It’s been true for the past decade: the best renewable energy stocks outperformed their fossil fuel competitors.
Historically, conventional investment wisdom has held that fossil fuel stocks are an important part of a balanced portfolio. Similarly, it’s discouraged investment in renewable energy as risky and just for those who want to invest with their heart.
The data is pretty clear for the last decade: the conventional wisdom was wrong. At a high level, this makes sense. Renewables represent a very small percent of the market today. If we’re to solve climate change, they will need to generate the majority of our electricity.
A major factor in a stock’s value is its future prospects of growth. While it’s not happening nearly as quickly as we need it to, Governments have sent clear signals this decade that we rapidly grow our use of renewable energy while reducing and then eliminating fossil fuels.
But is this just what we want to hear? Or is it just because of the beating fossil fuel stocks have taken since Covid-19?
The math is pretty clear on this. Renewable energy stocks have simply done better. Let’s break down the numbers.
Disclaimer: We’re publishing the following purely for informational purposes and not a recommendation to buy or sell. All historical return data was taken on 09/30/20.
Table of Contents
Imperial College of London’s study on renewable energy stock returns
A team at the Imperial College of London’s business school ran a multi-country analysis. They compared the returns from each country’s largest fossil fuel and renewable energy stocks over the last 10 years. It’s a good read – Energy Investing: Exploring Risk and Return in the Capital Markets.
They found that in all three countries renewable energy stocks delivered higher returns (you can see the full results below). This was true for both 5 and 10 year time periods. The best part is that this study was conducted before the Covid-19 market crash.

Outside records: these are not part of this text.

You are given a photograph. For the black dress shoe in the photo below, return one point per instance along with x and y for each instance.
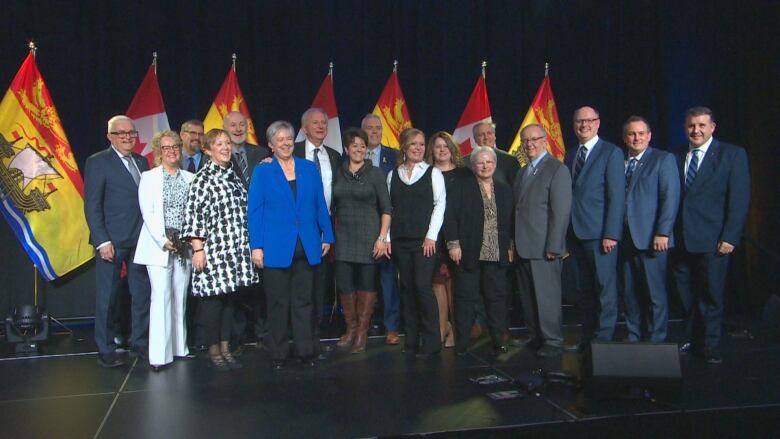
(547, 351)
(277, 364)
(110, 359)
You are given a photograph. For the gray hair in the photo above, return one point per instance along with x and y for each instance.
(118, 118)
(307, 114)
(482, 150)
(277, 126)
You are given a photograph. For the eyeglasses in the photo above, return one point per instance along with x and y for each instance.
(130, 134)
(532, 140)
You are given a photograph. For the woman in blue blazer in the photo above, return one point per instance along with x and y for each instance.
(289, 233)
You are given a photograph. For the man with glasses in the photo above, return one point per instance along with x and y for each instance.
(542, 205)
(111, 208)
(192, 159)
(599, 193)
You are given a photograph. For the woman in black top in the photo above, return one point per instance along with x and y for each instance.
(443, 153)
(479, 230)
(361, 208)
(419, 198)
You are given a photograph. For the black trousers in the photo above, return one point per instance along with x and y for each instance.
(418, 304)
(288, 293)
(486, 281)
(216, 317)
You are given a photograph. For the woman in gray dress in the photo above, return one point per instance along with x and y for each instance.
(362, 211)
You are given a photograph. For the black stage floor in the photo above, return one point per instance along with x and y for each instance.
(66, 394)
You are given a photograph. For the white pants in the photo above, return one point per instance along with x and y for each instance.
(167, 332)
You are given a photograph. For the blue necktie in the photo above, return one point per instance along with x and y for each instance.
(693, 168)
(630, 171)
(579, 163)
(317, 160)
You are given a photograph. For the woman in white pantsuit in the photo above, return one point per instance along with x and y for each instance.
(162, 194)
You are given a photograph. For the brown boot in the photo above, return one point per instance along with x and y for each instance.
(350, 320)
(365, 308)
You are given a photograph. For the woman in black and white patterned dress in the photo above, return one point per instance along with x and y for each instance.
(215, 222)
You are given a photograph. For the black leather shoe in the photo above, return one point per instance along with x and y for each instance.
(110, 359)
(277, 364)
(547, 351)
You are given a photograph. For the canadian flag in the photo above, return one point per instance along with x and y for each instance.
(477, 110)
(326, 100)
(148, 113)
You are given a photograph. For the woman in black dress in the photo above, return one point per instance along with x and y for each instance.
(361, 208)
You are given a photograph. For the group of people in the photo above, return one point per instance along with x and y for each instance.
(444, 238)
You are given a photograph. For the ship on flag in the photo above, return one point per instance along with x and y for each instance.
(41, 189)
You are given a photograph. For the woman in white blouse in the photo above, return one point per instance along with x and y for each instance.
(162, 193)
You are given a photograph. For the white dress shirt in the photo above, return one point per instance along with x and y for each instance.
(439, 194)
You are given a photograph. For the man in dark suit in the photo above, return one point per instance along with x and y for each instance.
(599, 193)
(542, 207)
(716, 197)
(192, 159)
(245, 155)
(111, 208)
(251, 306)
(314, 123)
(652, 198)
(384, 158)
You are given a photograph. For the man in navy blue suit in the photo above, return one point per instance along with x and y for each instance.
(716, 197)
(384, 158)
(111, 207)
(652, 198)
(599, 191)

The researchers tried to include as many companies as possible in their study. For both categories, in order to be included, the company had to have a market capitalization above $200 million (aka above micro cap). The number of companies included in the study differed considerably in each region.
The study looked at stock markets in three regions: Germany & France, the UK, and the US. For each we’ll start by orienting you to what stood out to us in the data, then present their findings, and conclude with some speculation on why the two stock groups performed as they did in that region.
Before we get to the results, let’s define some terms:
- Total Return: Increase (or decrease) in stock price + all dividends reinvested
- AAR: Average Annual Return which is the average of the Total Return over a given time period. It includes dividends.
- Annualized Volatility: This is the standard deviation. Basically, the higher the number, the more volatile (which is generally bad).
Germany & France
Germany and France is the only region in the study that had more renewable energy companies (11) than fossil fuel companies (5). While that’s mildly surprising, the fossil fuel companies that did make the cut were far larger (and likely more consolidated) with an average market capitalization of €24.9 Billion. The renewable energy companies had an average market cap of €1.15 Billion.
What stands out to us: Germany and France have the greatest spread between fossil fuel and renewable energy stocks. Throughout the decade, fossil fuel stocks seem to have fairly consistently lost their investor money.
What’s promising for renewable energy investors in Germany and France was the lower volatility of these stocks. Generally, volatility is what investors use to gauge risk.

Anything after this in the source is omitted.